Maria – who last month was accused of 'fat shaming' when she posted a portrait of herself in workout gear online last month along with the caption 'what's your excuse?' - said she was merely 'telling the truth'.
Chrystal Bougon, the owner of California plus-size shop Curvy Girl Lingerie, says her intention is toshow that 'women with rolls, bumps [and] lumps . . . can be stunning and beautiful' too.
But Maria didn't agree. She said: "We need to change this strange mentality we are breeding in the U.S. and start celebrating people who are a result of hard work, dedication and discipline.
"I'm not bashing those who are proud and overweight, I am empowering those who are proud and healthy to come out and be the real role models in our society."
Many of her fans backed her up.
One wrote: "You got blocked because people can't handle the truth!"
And another added: "As a former seriously obese woman I am behind you speaking the truth 100%.
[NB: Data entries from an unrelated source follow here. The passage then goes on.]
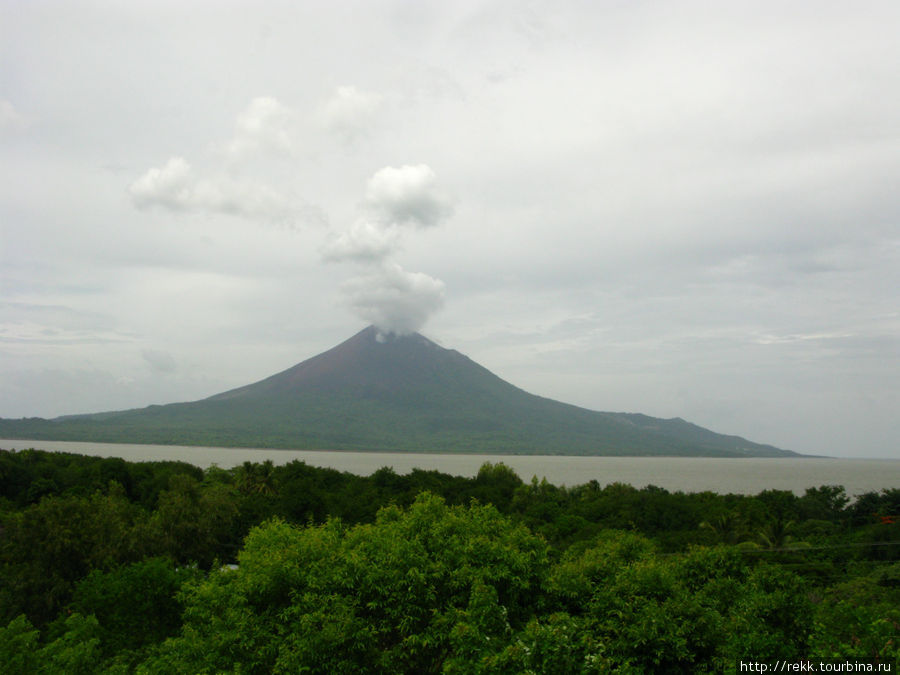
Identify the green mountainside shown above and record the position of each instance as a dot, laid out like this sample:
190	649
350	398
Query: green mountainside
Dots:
394	393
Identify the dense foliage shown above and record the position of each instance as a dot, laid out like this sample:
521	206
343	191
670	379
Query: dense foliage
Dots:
110	566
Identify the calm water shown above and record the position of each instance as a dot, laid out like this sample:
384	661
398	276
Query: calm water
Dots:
747	476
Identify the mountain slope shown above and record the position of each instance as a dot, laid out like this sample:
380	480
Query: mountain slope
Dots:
396	393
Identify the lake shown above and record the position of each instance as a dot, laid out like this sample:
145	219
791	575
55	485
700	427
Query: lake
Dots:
687	474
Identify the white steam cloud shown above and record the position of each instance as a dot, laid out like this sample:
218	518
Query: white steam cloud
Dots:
386	295
265	125
176	187
349	112
394	300
407	196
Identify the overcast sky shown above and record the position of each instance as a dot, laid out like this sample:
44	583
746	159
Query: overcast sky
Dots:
685	209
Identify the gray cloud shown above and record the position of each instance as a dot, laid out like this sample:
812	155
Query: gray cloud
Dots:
394	300
265	125
349	113
715	225
366	242
407	195
176	187
11	120
159	361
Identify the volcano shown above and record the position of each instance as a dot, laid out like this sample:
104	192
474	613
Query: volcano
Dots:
392	393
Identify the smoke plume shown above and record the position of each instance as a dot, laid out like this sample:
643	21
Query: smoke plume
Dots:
386	295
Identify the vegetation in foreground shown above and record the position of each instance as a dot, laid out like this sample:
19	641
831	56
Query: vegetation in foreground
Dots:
116	567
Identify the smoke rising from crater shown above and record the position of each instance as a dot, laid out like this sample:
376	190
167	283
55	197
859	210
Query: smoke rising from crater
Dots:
385	294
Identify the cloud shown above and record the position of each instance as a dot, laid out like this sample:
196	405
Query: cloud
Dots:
176	187
365	241
407	195
265	125
349	112
394	300
159	361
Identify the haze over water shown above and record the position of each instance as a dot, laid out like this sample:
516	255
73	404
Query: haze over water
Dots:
687	474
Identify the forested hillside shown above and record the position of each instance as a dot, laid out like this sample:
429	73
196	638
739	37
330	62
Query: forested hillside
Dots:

"Loving your body is one thing, but when you are overweight you really don't love yourself. It's impossible when you are killing yourself with every bite you take."
But Curvy Girl's Chrystal responded, telling Yahoo: "Everyone is entitled to their opinion. But my page is our little space in the cyber world. If you don't like what we are doing, move on to the next page."
Facebook later admitted that the content had been 'mistakenly removed' after another user reported it.
A spokesman said: "When we realised the error we corrected it immediately, and restored full access to Ms Kang. We apologise for the inconvenience."